The Asa French House

The Asa French House

                                                                The Asa French House

                            Asa French house with 1876 Fire Dept bell in forground
 The Asa French House from the south

The French family is one of Braintree’s oldest families and the Asa French House, located at 766 Washington Street, is one of Braintree’s oldest homes – and the oldest property owned by the Historical Society.  The house, built about 1699 by Thomas French (1657/8-1717), the eighth child of English colonists, John and Grace French, was originally part of a large family farm.  Thomas French was born in Braintree on March 10, 1657/58 and in about 1695/6 married Elizabeth Belcher (1677-1718) and had ten children.  The house then remained in the French family for many generations.  Much of what is visible on and inside the main block of the present house dates from the 1800s.  The ell is a twentieth-century addition. Little, apart from the central chimney, remains of the original structure. 

The most prominent resident of the house was Asa French (1775-1853), a civil engineer who opened the first Braintree post office there in 1825. He served as the Town’s first Postmaster for the next 17 years, later serving as Town Clerk and Town Treasurer. The classically inspired formal entrance and moldings were probably added by Asa French.
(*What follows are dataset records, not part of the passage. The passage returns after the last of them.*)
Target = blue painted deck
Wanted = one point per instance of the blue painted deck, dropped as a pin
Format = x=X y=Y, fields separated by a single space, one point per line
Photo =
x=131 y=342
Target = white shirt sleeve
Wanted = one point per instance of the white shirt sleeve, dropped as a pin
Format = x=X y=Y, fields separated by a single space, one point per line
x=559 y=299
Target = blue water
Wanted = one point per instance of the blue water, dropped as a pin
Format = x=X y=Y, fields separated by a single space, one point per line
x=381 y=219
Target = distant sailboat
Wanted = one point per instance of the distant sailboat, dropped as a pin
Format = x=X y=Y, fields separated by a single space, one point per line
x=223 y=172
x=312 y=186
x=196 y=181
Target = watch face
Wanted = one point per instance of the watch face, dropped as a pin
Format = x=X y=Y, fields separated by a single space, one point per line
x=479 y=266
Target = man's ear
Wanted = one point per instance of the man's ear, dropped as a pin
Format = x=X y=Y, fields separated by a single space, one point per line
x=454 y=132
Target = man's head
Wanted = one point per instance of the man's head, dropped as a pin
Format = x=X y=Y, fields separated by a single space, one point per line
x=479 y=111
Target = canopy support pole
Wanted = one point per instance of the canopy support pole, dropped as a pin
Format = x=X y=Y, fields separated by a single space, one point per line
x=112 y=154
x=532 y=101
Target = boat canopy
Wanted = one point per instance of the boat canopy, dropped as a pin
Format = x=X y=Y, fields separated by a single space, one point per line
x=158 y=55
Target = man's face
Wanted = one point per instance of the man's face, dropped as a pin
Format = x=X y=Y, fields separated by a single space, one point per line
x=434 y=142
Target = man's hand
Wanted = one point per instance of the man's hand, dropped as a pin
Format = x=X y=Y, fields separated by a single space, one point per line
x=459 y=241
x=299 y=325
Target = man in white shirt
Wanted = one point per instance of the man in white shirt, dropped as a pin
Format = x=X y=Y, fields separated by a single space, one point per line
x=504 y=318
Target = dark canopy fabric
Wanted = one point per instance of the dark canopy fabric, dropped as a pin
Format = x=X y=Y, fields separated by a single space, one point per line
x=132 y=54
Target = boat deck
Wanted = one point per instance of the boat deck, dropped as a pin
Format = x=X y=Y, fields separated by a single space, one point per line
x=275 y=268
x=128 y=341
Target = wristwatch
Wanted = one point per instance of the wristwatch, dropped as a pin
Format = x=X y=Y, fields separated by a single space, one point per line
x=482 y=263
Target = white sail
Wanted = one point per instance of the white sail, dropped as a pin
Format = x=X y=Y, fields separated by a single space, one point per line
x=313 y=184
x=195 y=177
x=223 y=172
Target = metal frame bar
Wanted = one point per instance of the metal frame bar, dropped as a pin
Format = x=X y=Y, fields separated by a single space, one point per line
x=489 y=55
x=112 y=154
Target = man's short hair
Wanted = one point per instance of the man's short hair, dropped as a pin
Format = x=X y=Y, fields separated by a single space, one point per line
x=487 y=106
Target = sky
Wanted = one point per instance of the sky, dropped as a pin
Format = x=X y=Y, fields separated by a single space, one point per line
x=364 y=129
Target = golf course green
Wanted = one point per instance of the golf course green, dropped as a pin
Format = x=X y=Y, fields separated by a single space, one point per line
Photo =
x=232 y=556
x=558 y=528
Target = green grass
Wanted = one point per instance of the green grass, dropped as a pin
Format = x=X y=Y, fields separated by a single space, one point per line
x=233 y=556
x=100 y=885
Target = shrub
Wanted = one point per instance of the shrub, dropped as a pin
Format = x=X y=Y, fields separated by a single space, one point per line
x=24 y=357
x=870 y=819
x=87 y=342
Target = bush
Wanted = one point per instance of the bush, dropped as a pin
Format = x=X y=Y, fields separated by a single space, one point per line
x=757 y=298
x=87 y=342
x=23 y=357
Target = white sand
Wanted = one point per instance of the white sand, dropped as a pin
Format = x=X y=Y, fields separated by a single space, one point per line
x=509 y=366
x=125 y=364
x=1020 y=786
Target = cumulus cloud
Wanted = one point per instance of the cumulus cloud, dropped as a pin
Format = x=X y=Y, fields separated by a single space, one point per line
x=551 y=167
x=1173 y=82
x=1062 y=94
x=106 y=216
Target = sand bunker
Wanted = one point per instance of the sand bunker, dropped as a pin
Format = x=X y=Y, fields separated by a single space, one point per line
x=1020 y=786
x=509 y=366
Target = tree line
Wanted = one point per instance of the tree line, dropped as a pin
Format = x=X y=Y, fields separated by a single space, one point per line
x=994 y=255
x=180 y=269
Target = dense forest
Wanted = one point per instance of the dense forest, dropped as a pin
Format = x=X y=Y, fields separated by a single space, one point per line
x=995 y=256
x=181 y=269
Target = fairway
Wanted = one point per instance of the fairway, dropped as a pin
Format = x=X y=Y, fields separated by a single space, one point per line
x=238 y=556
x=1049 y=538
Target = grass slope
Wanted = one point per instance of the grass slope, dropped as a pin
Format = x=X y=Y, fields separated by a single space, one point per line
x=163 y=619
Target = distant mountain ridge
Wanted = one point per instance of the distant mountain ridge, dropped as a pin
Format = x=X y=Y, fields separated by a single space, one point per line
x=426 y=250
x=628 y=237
The house sold out of the French family from 1964 to 1976, when it was purchased by a French family cousin, Charlotte Valentine Taylor, who donated it to Thayer Academy, located across Washington Street.  Ultimately, the house was given to the Braintree Historical Society in 1999.  Since then the exterior of the building has been extensively renovated, preserving its historic character, with local and state funds provided through the Community Preservation Act. At present, the French House is leased as a private residence.